Question Raid 5 Recovery

May 1, 2019
2
0
10
Hello, I need your help please, I have had two out of 4 hard drives fail, they were in a raid 5 configuration, the drives still spin up and are readable but my NAS wont recognise them.

I want to rebuild the raid using software (unless there is a cheaper way of doing it?)

I want to use my laptop to run the process but im trying to find the cheapest way of being able to see the disks all at once. There are several options ive looked at from buying a desktop machine to sata - usb adaptors from amazon.

Really would appreciate everyone input on this, im stuck as I just cant afford to spend hundreds yet I need this data, its all our memories.

Please help
 
Well it looks like you’re going to need two new hard drives of the same size but the failed ones are and rebuild your array
 
I can only rebuild that way with one failed disk, on Raid 5 you can only loose one. I have to do this using recovery software of which there are loads but the issue I have is connecting the disks to my laptop
 
In that case your raid is dead and not recoverable by you. send out the drives to a recovery place. and you should’ve had a back up of all your important data. Let this be a lesson learned
 
Didn't see the post about recovery software while I was typing the other one. If that's the case, and two drives are gone, most probably you won't be able to recover data and rebuilt that array unfortunately.

You said drives "spin and are readable". I'd check them outside the NAS connected to a PC or the laptop via USB adapters/docks.
 
Hello, I need your help please, I have had two out of 4 hard drives fail, they were in a raid 5 configuration, the drives still spin up and are readable but my NAS wont recognise them.

I want to rebuild the raid using software (unless there is a cheaper way of doing it?)

I want to use my laptop to run the process but im trying to find the cheapest way of being able to see the disks all at once. There are several options ive looked at from buying a desktop machine to sata - usb adaptors from amazon.

Really would appreciate everyone input on this, im stuck as I just cant afford to spend hundreds yet I need this data, its all our memories.

Please help

RAID is not a backup method, it is only useful for when a drive dies and you need to restore the system to usable quickly, like when you are running a company and need to get a system running fast. Backups are copying the files to another drive or cloud storage so when the local computer has issues you can grab them.

It is not trivial to recover from a RAID setup, there is plenty of resources available online, just do a web search, nothing really new we can get you.
Rebuilding the raid with two failed drives, will get you a clean RAID setup, but without your files. If this is your only place you have the files on you will probably need to find a data recovery place to get the data out.

I just have been using Google Photos to store my pictures/videos, pretty automatic backups from a phone and can be setup same way on any computer. Along with having 2 external drives for backups in general.
 
i keep all my stuff in onedrive, mirrored to external drive. if they blow up--who cares.... it's in the cloud
with an Office 365 yearly subscription you get 1TB OneDrive space. I pay $99 bucks a yr only because I have a 5 user license pack so each user gets 1TB. all our systems are set up like that. Nobody loses anything. We just get new hardware and sync.

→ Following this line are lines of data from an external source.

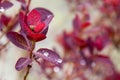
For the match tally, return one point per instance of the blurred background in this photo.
(64, 12)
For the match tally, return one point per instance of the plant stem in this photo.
(29, 67)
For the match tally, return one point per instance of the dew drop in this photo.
(59, 60)
(56, 69)
(46, 54)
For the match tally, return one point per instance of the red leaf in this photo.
(6, 5)
(18, 40)
(22, 63)
(48, 55)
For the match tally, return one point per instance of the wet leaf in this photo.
(5, 5)
(18, 40)
(22, 63)
(48, 55)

A single user license isn't really that much, and I love Office for my documentation needs, I know LibreOffice is great and others too, but MS is still my fav.... plus... 1TB OneDrive space per user.
 
First if this is high value data you should seek help from a pro as it is possible to make matters worse with failed DIY data recovery attempts.

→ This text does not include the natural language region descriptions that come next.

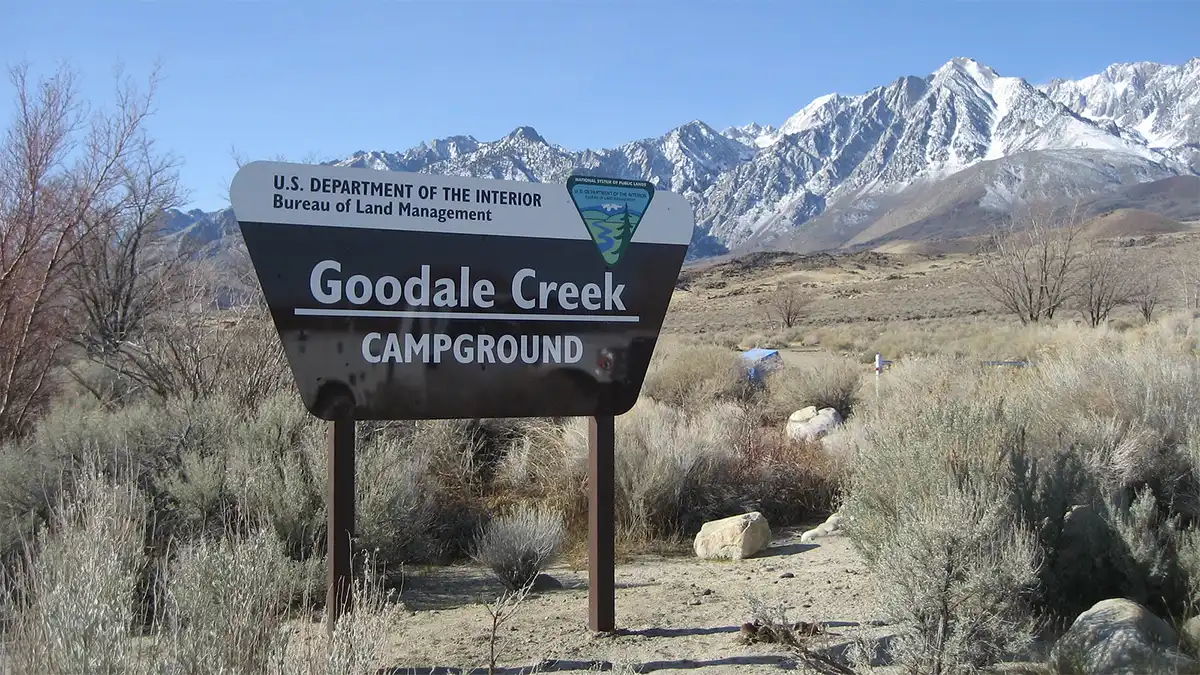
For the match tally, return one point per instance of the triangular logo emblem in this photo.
(611, 210)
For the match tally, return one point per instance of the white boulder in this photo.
(811, 423)
(832, 526)
(1119, 635)
(732, 538)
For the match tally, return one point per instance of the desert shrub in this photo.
(72, 605)
(1092, 451)
(789, 482)
(275, 470)
(673, 469)
(227, 599)
(957, 575)
(521, 544)
(693, 377)
(828, 381)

With a four drive RAID5 you only need three drives for recovery. I do a lot of remote NAS/RAID data recovery work and advise clients to use any old 64bit capable computer with 1GB of memory. You can pick up an old Dell for $50 on ebay.

USB, although it could work in theory, is not well suited for data recovery work. You will be avoiding a lot of possible problems if you connect the RAID member drives to SATA ports for the recovery work.

If you give the model name of the NAS I can comment further.
 
great answer. the most relevant here.
I'm wondering is there a decent open-source Linux based raid reconstructor for NAS raids with hardware problems in the NAS itself rather than with the disks?